In an exciting proof-of-concept demonstration, Watanabe et al. further showed that ROCK inhibition can be used to enable the neural differentiation of hES cells. The Sasai group had previously developed a method known as SFEB (for Serum-free Floating culture of Embryoid Body-like aggregates) for inducing the differentiation of mouse ES cells into cells expressing genes characteristic of embryonic telencephalon, but as this required the dissociation and suspension of the cells, the technique was impracticable for use in human ES cells.But the improved robustness of ROCK-inhibited cells to such unfavorable culture conditions made it possible for even hES cells to proliferate in SFEB culture, and the group found that after 35 days of culture in the presence of inhibitors of neural antagonists a full third of the cells had taken on a telencephalic precursor or neuronal fate.

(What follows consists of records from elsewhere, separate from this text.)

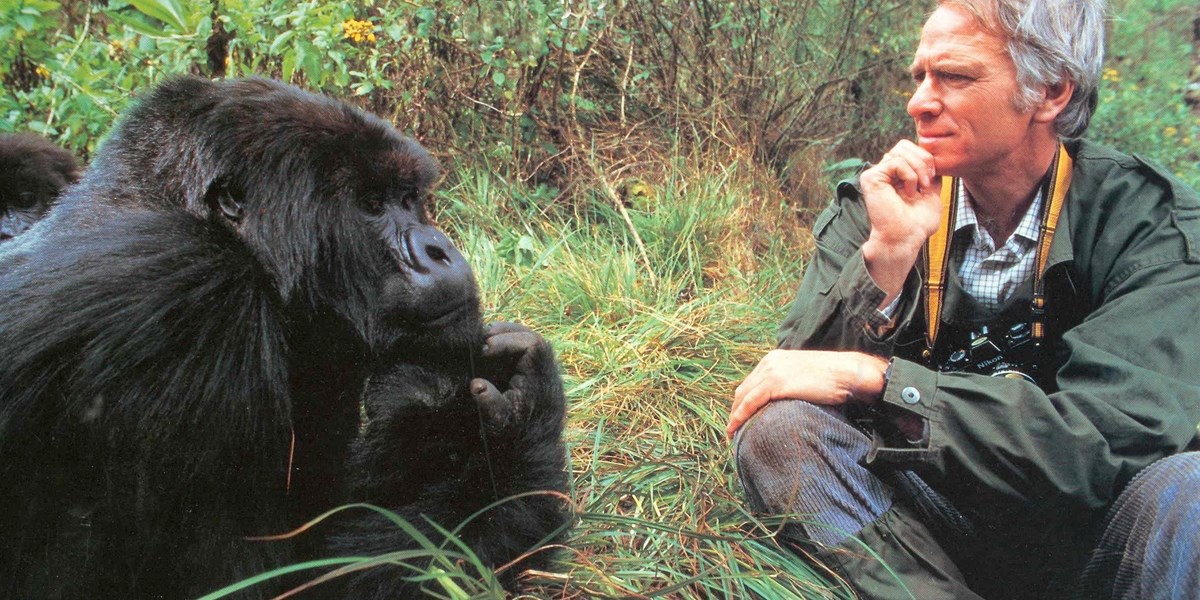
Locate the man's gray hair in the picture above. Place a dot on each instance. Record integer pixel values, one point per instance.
(1050, 41)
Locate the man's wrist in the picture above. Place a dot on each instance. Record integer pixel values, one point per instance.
(873, 375)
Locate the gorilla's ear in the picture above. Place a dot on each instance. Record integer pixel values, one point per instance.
(226, 201)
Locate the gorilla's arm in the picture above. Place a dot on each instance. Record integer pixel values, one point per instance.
(138, 394)
(443, 448)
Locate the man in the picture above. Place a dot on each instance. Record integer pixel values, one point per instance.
(999, 330)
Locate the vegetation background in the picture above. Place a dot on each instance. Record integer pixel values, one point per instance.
(633, 178)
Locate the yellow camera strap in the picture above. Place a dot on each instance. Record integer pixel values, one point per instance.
(937, 247)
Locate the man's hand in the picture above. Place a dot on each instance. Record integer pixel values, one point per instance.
(903, 196)
(813, 376)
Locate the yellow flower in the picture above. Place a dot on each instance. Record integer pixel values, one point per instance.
(358, 30)
(115, 51)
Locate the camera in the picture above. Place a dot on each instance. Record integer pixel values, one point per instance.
(999, 352)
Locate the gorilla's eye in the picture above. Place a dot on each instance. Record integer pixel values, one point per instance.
(226, 201)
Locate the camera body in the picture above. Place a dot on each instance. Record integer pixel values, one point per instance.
(1005, 351)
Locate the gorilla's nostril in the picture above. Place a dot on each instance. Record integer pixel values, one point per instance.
(437, 255)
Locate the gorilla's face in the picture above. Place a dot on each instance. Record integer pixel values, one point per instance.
(334, 202)
(421, 293)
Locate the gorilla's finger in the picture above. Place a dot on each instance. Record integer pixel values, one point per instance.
(504, 327)
(496, 407)
(508, 345)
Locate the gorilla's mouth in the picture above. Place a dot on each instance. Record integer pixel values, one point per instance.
(447, 316)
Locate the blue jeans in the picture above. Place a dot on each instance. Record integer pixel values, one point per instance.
(798, 459)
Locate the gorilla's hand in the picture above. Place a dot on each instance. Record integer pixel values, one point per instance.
(520, 377)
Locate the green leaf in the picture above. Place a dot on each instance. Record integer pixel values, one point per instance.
(167, 11)
(136, 24)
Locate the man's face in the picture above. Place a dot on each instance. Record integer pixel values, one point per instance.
(963, 107)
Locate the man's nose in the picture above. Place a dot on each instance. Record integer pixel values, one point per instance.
(924, 101)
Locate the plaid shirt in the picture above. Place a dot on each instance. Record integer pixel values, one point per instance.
(989, 274)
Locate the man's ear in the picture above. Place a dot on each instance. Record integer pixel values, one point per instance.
(1055, 101)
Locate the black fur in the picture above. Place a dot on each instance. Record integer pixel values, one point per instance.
(238, 263)
(33, 173)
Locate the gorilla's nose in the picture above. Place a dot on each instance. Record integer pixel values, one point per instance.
(439, 279)
(430, 250)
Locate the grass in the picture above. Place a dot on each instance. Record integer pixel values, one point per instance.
(652, 347)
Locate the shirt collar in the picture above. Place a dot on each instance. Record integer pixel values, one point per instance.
(965, 216)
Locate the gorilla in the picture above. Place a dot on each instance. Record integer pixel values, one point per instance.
(241, 317)
(33, 172)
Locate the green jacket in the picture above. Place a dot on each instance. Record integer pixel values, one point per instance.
(1123, 382)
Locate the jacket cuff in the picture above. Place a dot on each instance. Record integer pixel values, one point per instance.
(910, 394)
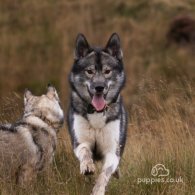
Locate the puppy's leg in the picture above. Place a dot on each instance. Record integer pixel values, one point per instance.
(109, 167)
(25, 174)
(84, 154)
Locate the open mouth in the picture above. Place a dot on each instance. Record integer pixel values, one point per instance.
(98, 102)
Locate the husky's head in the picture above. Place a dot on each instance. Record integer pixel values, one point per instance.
(97, 74)
(46, 106)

Telencephalic cells differentiated from ROCK-inhibited hES cells


This relatively simple methodological refinement of ROCK inhibition is in fact a major step towards the realization of the great potential of human embryonic stem cells, as it allows their large-scale culture at levels that had previously only been attainable with mouse ES cells, and enables or facilitates such fundamental lab techniques as gene transfer, induced differentiation, and the establishment of colonies from single hES cells. The launch of the Division of Human Stem Cell Technology (also headed by Sasai) at the CDB this April will help to put this valuable resource into the hands of many other labs in Japan, including those that may have been reluctant or unable to study human embryonic stem cells due to the daunting technical challenges associated with their culture.

“We look forward to sharing this method with collaborating labs and institutes around the country, in the hopes of accelerating the pace of biomedical research,” says Sasai. “And at the same time, we will be looking very closely at why it is only human ES cells that exhibit this peculiar form of cell death and the role that ROCK plays in that process.”